Teaching Resource Contributed By: Megan Neal, University of California, Irvine
Photograph by Mario Patinho. Lukas avendaño. Muxhe, Muxe Contemporary performer.
A short film that I like to use in my introductory cultural anthropology courses to introduce units on gender is an innovative new documentary film entitled Muxes, commissioned by the Guardian in collaboration with The Filmmaker Fund. The film highlights the experiences of a third gender group unique to indigenous Zapotec communities in the Oaxaca region of Mexico. The videography of the film is beautiful and the subject matter is portrayed respectfully and from multiple perspectives.

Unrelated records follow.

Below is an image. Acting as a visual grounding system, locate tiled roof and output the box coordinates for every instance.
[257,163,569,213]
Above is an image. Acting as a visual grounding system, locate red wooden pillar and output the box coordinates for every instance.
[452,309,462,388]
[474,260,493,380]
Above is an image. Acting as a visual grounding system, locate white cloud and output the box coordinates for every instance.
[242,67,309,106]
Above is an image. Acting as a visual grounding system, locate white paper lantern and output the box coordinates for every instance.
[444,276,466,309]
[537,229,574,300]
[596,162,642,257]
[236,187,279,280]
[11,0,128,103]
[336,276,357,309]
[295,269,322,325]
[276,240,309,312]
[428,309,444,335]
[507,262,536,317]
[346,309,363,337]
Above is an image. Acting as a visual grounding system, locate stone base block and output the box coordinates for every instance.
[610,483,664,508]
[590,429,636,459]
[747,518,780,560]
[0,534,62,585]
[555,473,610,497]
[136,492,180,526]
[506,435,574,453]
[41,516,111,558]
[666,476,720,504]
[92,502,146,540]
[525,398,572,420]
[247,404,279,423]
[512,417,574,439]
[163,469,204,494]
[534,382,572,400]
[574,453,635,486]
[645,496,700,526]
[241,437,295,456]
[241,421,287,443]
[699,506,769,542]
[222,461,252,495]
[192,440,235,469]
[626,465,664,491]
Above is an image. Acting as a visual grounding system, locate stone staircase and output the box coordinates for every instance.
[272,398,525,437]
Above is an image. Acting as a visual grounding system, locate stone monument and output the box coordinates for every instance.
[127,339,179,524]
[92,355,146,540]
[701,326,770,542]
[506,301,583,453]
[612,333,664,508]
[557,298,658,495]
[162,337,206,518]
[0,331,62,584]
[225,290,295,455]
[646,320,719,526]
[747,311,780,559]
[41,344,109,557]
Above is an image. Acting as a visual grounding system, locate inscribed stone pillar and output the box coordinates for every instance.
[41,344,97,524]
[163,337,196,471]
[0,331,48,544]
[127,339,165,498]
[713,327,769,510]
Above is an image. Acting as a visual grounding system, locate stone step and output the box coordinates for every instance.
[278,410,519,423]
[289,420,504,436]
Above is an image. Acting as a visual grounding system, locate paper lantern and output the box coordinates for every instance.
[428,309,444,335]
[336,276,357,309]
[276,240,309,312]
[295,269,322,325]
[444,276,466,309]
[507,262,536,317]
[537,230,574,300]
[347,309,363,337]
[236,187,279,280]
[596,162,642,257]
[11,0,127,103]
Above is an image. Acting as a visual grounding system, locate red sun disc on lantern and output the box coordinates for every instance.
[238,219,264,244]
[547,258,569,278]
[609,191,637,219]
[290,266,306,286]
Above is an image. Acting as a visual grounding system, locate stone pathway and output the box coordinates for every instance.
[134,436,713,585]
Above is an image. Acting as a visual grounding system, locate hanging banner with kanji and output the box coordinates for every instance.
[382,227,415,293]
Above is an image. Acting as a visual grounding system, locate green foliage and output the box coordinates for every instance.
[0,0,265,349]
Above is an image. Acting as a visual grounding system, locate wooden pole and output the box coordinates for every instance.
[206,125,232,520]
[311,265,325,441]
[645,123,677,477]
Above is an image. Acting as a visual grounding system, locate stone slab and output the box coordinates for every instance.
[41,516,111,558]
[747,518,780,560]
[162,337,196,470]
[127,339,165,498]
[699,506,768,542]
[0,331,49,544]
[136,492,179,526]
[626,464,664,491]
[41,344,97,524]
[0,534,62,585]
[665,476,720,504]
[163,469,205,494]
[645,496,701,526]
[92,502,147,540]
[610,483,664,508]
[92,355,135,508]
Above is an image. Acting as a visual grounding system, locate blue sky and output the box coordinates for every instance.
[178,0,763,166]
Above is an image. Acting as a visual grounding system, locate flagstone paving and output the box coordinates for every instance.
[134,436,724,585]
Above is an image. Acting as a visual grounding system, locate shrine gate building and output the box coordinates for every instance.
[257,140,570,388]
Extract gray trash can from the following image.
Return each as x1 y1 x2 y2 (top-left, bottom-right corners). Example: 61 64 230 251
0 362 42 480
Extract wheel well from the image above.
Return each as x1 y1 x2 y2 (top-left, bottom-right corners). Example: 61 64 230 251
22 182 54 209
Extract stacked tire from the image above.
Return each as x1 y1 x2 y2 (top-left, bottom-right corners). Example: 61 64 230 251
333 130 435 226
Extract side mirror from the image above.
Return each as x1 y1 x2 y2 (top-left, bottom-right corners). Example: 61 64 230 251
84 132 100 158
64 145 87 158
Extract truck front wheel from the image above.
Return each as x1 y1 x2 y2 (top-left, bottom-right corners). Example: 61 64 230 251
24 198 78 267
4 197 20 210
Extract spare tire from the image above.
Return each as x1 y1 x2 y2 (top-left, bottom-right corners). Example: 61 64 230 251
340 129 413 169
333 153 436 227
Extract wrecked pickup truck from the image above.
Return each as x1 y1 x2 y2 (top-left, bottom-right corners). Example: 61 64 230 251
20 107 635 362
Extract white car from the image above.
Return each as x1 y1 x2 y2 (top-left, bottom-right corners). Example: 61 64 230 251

As one participant states in the film: “It’s not being gay. It’s not being homosexual. It’s nothing more than being Muxe. Being Muxe is just being Muxe”. At 12 minutes, Muxe is short enough to be paired with vignettes of other third gender groups from around the world in a single class period.
Quick Tip: Fusion TV put together a beautiful website that I sometimes use in online classes to supplement the video.
The California Newsreel three part series Race the Power of an Illusion is, by many standards, among the best documentary films that teach the biological fallacy of race as well as the social construction of “race” in the US.
The film is available for purchase and is included in many college and university library film streaming services. The California Newsreel website provides some resources that can be adapted for use in college-level introductory anthropology classes.